Diesen transkulturellen Formkonstanten habe ich, wieder zu Hause, im Atelier im Mühlraingut mit Graphit und Ölstift auf Papier nachgespürt, um die Tiefenwirkung einfacher Zeichen bildnerisch in dieser Weise zu untersuchen. Mich im Spannungsfeld zwischen den formalen Orthodoxien des gestischen Expressionismus und des rationalen Minimalismus bewegend, erlebte ich in wenigen geglückten Augenblicken die hungrige Leere des Blattes mit dem kräftigen Kern von Urformen gestillt. Dabei ist es merkwürdig zu denken, daß auf Grund der psychobiologischen Verankerung einfacher Formen im Menschen, der Gegenstand dieser Arbeiten vor tausenden von Jahren ebenso aktuell war, wie er es in tausenden von Jahren sein wird.
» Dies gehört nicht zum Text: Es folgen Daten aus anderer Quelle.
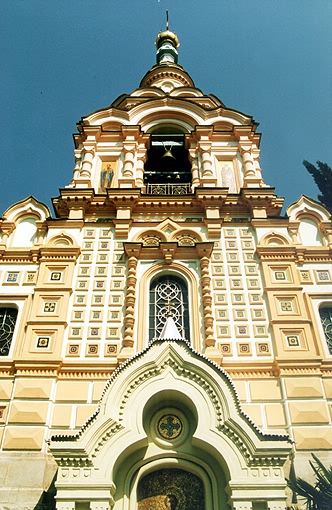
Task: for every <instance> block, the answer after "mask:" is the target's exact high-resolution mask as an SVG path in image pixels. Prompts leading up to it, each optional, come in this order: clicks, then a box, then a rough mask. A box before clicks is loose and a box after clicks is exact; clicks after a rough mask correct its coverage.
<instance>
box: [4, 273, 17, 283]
mask: <svg viewBox="0 0 332 510" xmlns="http://www.w3.org/2000/svg"><path fill="white" fill-rule="evenodd" d="M18 275H19V273H7V278H6V282H7V283H18Z"/></svg>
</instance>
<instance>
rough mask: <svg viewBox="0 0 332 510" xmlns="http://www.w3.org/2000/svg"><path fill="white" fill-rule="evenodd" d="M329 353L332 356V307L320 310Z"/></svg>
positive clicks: (321, 320) (320, 308) (322, 308)
mask: <svg viewBox="0 0 332 510" xmlns="http://www.w3.org/2000/svg"><path fill="white" fill-rule="evenodd" d="M319 314H320V318H321V321H322V326H323V329H324V334H325V338H326V342H327V347H328V349H329V353H330V354H332V307H324V308H323V307H322V308H320V310H319Z"/></svg>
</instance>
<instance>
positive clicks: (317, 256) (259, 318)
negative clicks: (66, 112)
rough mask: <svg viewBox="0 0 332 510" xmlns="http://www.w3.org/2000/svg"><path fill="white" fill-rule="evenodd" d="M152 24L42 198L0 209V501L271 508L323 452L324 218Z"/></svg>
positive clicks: (87, 508)
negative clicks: (141, 44)
mask: <svg viewBox="0 0 332 510" xmlns="http://www.w3.org/2000/svg"><path fill="white" fill-rule="evenodd" d="M179 46H180V42H179V39H178V37H177V35H176V34H175V33H174V32H172V31H171V30H169V26H168V19H167V25H166V30H165V31H163V32H161V33H159V34H158V36H157V40H156V64H155V65H153V66H152V68H151V69H150V70H149V71H148V72H147V73H146V74H145V75H144V77H143V79H142V80H141V82H140V85H139V87H138V88H136V89H135V90H134V91H133V92H132V93H131V94H124V95H121V96H120V97H118V98H117V99H116V100H115V101H114V102H113V103H112V104H111V105H110V106H108V107H106V108H102V109H100V110H98V111H96V112H93V113H91V114H90V115H88V116H85V117H83V118H82V119H81V121H80V122H79V123H78V124H77V133H76V134H75V135H74V144H75V148H74V157H75V167H74V170H73V175H72V177H71V180H70V178H68V181H69V184H68V186H66V187H64V188H62V189H60V192H59V196H57V197H56V198H54V199H53V206H54V215H53V216H52V214H51V212H50V211H49V209H48V208H47V207H46V206H45V205H44V204H42V203H40V202H39V201H38V200H37V199H35V198H34V197H31V196H30V197H28V198H26V199H24V200H22V201H20V202H18V203H16V204H13V205H12V206H11V207H9V208H8V209H7V210H6V211H5V212H4V214H3V217H2V219H1V220H0V229H1V240H0V247H1V259H0V264H1V268H0V278H1V287H0V314H1V326H0V356H1V358H0V363H1V373H0V439H1V451H0V479H1V484H0V485H1V486H0V507H1V508H4V509H6V510H14V509H15V510H19V509H21V510H23V509H25V510H26V509H29V510H41V509H43V510H51V509H56V510H152V509H153V510H155V509H160V510H162V509H167V508H168V509H169V508H171V509H176V510H189V509H190V510H286V509H287V508H290V504H291V500H292V494H291V492H290V490H289V489H287V482H286V478H288V477H289V476H292V473H294V472H295V473H296V475H303V474H305V469H306V468H305V466H306V465H307V461H308V459H310V453H311V452H312V451H314V452H316V454H317V455H318V456H319V457H320V458H321V459H322V461H323V462H326V463H330V464H331V463H332V456H331V450H332V429H331V400H332V335H331V324H332V300H331V295H332V266H331V250H332V222H331V218H330V214H329V213H328V211H327V210H326V209H324V208H323V206H322V205H320V204H319V203H317V202H316V201H314V200H312V199H310V198H308V197H306V196H301V197H299V200H298V201H297V202H296V203H294V204H292V205H290V206H289V207H288V209H287V211H286V213H285V214H284V215H283V214H282V207H283V199H282V198H280V197H278V196H277V195H276V193H275V190H274V188H273V187H271V186H270V185H269V184H268V183H265V181H264V177H263V171H262V169H261V167H260V134H259V133H258V132H257V126H258V124H257V123H256V122H255V121H254V120H253V118H252V117H251V116H249V115H246V114H244V113H241V112H239V111H236V110H233V109H231V108H229V107H226V106H225V105H224V104H223V103H222V101H220V100H219V99H218V98H217V97H216V96H214V95H206V94H204V92H202V91H201V90H200V89H198V88H196V86H195V84H194V82H193V80H192V78H191V77H190V76H189V74H188V73H187V72H186V71H185V69H184V68H183V67H182V66H181V65H180V64H179V63H178V58H179V56H178V50H179Z"/></svg>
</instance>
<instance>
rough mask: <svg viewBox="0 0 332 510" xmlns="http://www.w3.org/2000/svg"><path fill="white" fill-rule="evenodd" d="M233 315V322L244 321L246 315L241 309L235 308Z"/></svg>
mask: <svg viewBox="0 0 332 510" xmlns="http://www.w3.org/2000/svg"><path fill="white" fill-rule="evenodd" d="M233 315H234V319H235V320H241V319H242V320H243V319H246V315H247V314H246V311H245V310H244V309H243V308H241V309H239V308H236V309H235V310H233Z"/></svg>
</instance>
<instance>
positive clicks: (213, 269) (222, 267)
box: [212, 264, 224, 276]
mask: <svg viewBox="0 0 332 510" xmlns="http://www.w3.org/2000/svg"><path fill="white" fill-rule="evenodd" d="M212 274H213V275H216V276H218V275H223V274H224V268H223V266H222V265H215V264H213V266H212Z"/></svg>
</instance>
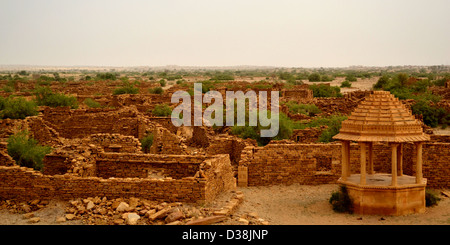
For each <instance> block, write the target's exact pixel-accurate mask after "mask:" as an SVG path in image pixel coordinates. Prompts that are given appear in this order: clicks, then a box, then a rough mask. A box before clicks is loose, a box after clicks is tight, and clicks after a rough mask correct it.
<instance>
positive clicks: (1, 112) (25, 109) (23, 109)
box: [0, 97, 38, 119]
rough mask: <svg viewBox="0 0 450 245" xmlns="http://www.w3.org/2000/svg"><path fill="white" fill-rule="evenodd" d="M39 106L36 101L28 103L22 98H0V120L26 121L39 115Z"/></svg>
mask: <svg viewBox="0 0 450 245" xmlns="http://www.w3.org/2000/svg"><path fill="white" fill-rule="evenodd" d="M37 114H38V112H37V105H36V103H35V102H34V101H27V100H25V99H24V98H22V97H18V98H13V97H9V98H3V97H0V118H1V119H5V118H11V119H24V118H26V117H28V116H35V115H37Z"/></svg>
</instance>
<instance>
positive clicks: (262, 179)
mask: <svg viewBox="0 0 450 245" xmlns="http://www.w3.org/2000/svg"><path fill="white" fill-rule="evenodd" d="M245 154H246V155H245V156H243V157H241V161H240V162H239V166H245V167H247V169H248V185H249V186H258V185H273V184H293V183H299V184H324V183H334V182H335V181H336V180H337V179H338V178H339V176H340V168H339V158H340V145H339V144H289V145H285V144H269V145H266V146H265V147H255V148H253V149H249V148H245ZM318 162H319V164H318Z"/></svg>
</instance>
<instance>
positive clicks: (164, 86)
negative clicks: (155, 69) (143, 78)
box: [159, 79, 167, 87]
mask: <svg viewBox="0 0 450 245" xmlns="http://www.w3.org/2000/svg"><path fill="white" fill-rule="evenodd" d="M166 84H167V82H166V80H165V79H161V80H159V85H161V87H165V86H166Z"/></svg>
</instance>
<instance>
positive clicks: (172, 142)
mask: <svg viewBox="0 0 450 245" xmlns="http://www.w3.org/2000/svg"><path fill="white" fill-rule="evenodd" d="M186 148H187V146H186V145H185V144H184V143H183V142H181V139H180V138H179V137H178V136H176V135H175V134H173V133H171V132H170V131H169V130H167V129H166V128H163V127H161V126H157V127H155V128H154V130H153V144H152V146H151V147H150V153H151V154H175V155H176V154H178V155H183V154H186Z"/></svg>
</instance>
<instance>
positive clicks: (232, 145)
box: [206, 135, 256, 167]
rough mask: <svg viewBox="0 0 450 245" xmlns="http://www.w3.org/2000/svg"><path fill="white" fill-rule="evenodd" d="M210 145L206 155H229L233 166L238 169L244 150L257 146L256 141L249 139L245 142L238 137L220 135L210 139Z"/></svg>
mask: <svg viewBox="0 0 450 245" xmlns="http://www.w3.org/2000/svg"><path fill="white" fill-rule="evenodd" d="M209 140H210V145H209V147H208V148H207V149H206V154H208V155H217V154H228V155H229V156H230V160H231V165H232V166H234V167H237V165H238V163H239V161H240V159H241V152H242V150H243V149H244V148H245V147H246V146H249V145H253V146H256V141H254V140H251V139H247V140H243V139H241V138H238V137H236V136H228V135H219V136H216V137H212V138H210V139H209Z"/></svg>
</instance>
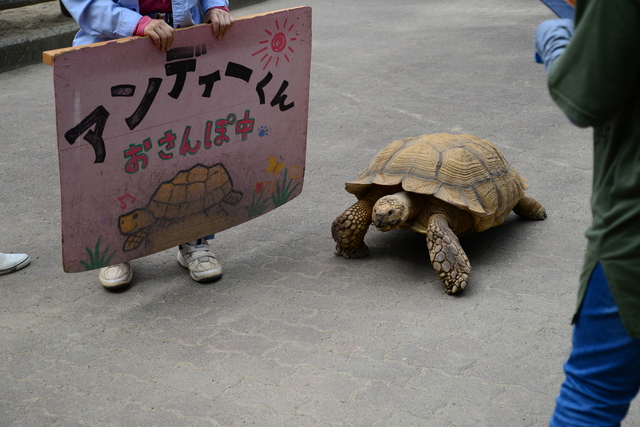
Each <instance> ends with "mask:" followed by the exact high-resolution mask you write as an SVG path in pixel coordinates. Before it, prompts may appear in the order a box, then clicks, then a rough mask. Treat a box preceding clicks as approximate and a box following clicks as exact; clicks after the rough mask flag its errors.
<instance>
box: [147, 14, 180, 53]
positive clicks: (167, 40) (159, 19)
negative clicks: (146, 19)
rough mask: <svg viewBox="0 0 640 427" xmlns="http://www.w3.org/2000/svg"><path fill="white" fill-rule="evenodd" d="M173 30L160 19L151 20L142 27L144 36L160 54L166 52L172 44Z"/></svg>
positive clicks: (152, 19) (170, 27)
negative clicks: (156, 49)
mask: <svg viewBox="0 0 640 427" xmlns="http://www.w3.org/2000/svg"><path fill="white" fill-rule="evenodd" d="M174 32H175V30H174V29H173V28H171V26H170V25H169V24H167V23H166V22H164V21H163V20H161V19H152V20H151V22H149V23H148V24H147V26H146V27H144V35H145V36H149V37H151V40H153V42H154V43H155V44H156V47H157V48H158V49H160V51H162V52H167V51H168V50H169V49H170V48H171V45H172V44H173V33H174Z"/></svg>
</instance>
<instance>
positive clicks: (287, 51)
mask: <svg viewBox="0 0 640 427" xmlns="http://www.w3.org/2000/svg"><path fill="white" fill-rule="evenodd" d="M288 24H289V23H288V19H285V20H284V22H283V23H282V24H280V23H279V22H278V20H277V19H276V28H275V30H267V29H265V30H264V32H265V33H267V35H268V36H269V37H268V38H267V39H266V40H261V41H260V42H259V44H260V50H258V51H257V52H255V53H253V54H252V55H251V56H256V55H261V54H262V56H261V57H260V62H264V67H263V68H262V70H263V71H264V70H266V69H267V67H268V66H269V64H270V63H271V61H274V60H275V64H276V67H277V66H278V65H279V64H280V60H281V59H282V58H284V60H285V61H287V62H290V61H289V55H291V54H292V53H293V52H294V50H293V49H292V48H291V46H289V44H290V43H291V42H292V41H295V40H296V38H295V37H290V35H291V30H293V27H294V24H291V25H289V26H288V27H287V25H288ZM263 45H265V46H263Z"/></svg>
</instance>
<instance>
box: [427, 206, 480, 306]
mask: <svg viewBox="0 0 640 427" xmlns="http://www.w3.org/2000/svg"><path fill="white" fill-rule="evenodd" d="M427 229H428V231H427V247H428V248H429V258H431V264H432V265H433V268H434V269H435V270H436V273H437V274H438V276H439V277H440V279H441V280H442V282H443V283H444V290H445V292H446V293H448V294H455V293H456V292H458V291H460V290H462V289H464V288H465V287H466V286H467V283H468V282H467V281H468V280H469V274H471V264H470V263H469V259H468V258H467V254H465V253H464V250H463V249H462V246H461V245H460V240H458V236H456V235H455V233H454V232H453V231H452V230H451V228H449V223H448V221H447V217H446V216H444V215H440V214H436V215H431V217H430V218H429V221H428V223H427Z"/></svg>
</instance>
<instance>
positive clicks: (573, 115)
mask: <svg viewBox="0 0 640 427" xmlns="http://www.w3.org/2000/svg"><path fill="white" fill-rule="evenodd" d="M535 43H536V53H537V54H538V56H539V57H540V58H541V59H542V62H544V64H545V67H546V70H547V73H548V86H549V92H550V94H551V97H552V99H553V100H554V101H555V103H556V104H557V105H558V106H559V107H560V108H561V109H562V111H563V112H564V113H565V114H566V115H567V117H568V118H569V120H570V121H571V122H572V123H574V124H576V125H578V126H581V127H587V126H589V127H593V150H594V152H593V154H594V164H593V192H592V196H591V209H592V214H593V220H592V224H591V226H590V227H589V229H588V231H587V233H586V237H587V240H588V241H587V250H586V254H585V260H584V267H583V271H582V275H581V277H580V288H579V291H578V304H577V309H576V313H575V315H574V317H573V323H574V329H573V339H572V349H571V354H570V356H569V359H568V360H567V362H566V363H565V365H564V371H565V375H566V378H565V381H564V382H563V384H562V387H561V390H560V394H559V396H558V398H557V400H556V409H555V411H554V414H553V416H552V418H551V421H550V425H551V426H552V427H559V426H576V427H577V426H581V427H582V426H619V425H620V422H621V421H622V419H624V417H625V416H626V414H627V412H628V409H629V405H630V403H631V401H632V400H633V398H634V397H635V396H636V395H637V394H638V390H639V389H640V0H616V1H613V0H578V1H577V2H576V9H575V20H574V21H573V22H572V21H570V20H562V19H559V20H552V21H546V22H544V23H542V24H541V25H540V27H539V28H538V31H537V32H536V38H535Z"/></svg>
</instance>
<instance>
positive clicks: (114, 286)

Und merkwürdig ist auch das Gefühl, daß, trotz bildlicher Abwesenheit, in diesen Zeichen der Mensch bisweilen stärker spürbar ist als in manch seiner Portraits.
Im Zuge der Auseinandersetzung mit Musterbausteinen und Musterung stieß ich natürlich auch auf das formale Vokabular türkischer Kilims, welchem schließlich der Titel dieser Werkversammlung im Saal entspringt: "BAKLAVA" ist die Bezeichnung des getreppten Musters, und "laufender Hund" die Bezeichnung eines Bordürendesigns. So öin ich also bei der Überschrift angelangt, wo meine Einführung endet und die Ausstellung beginnt.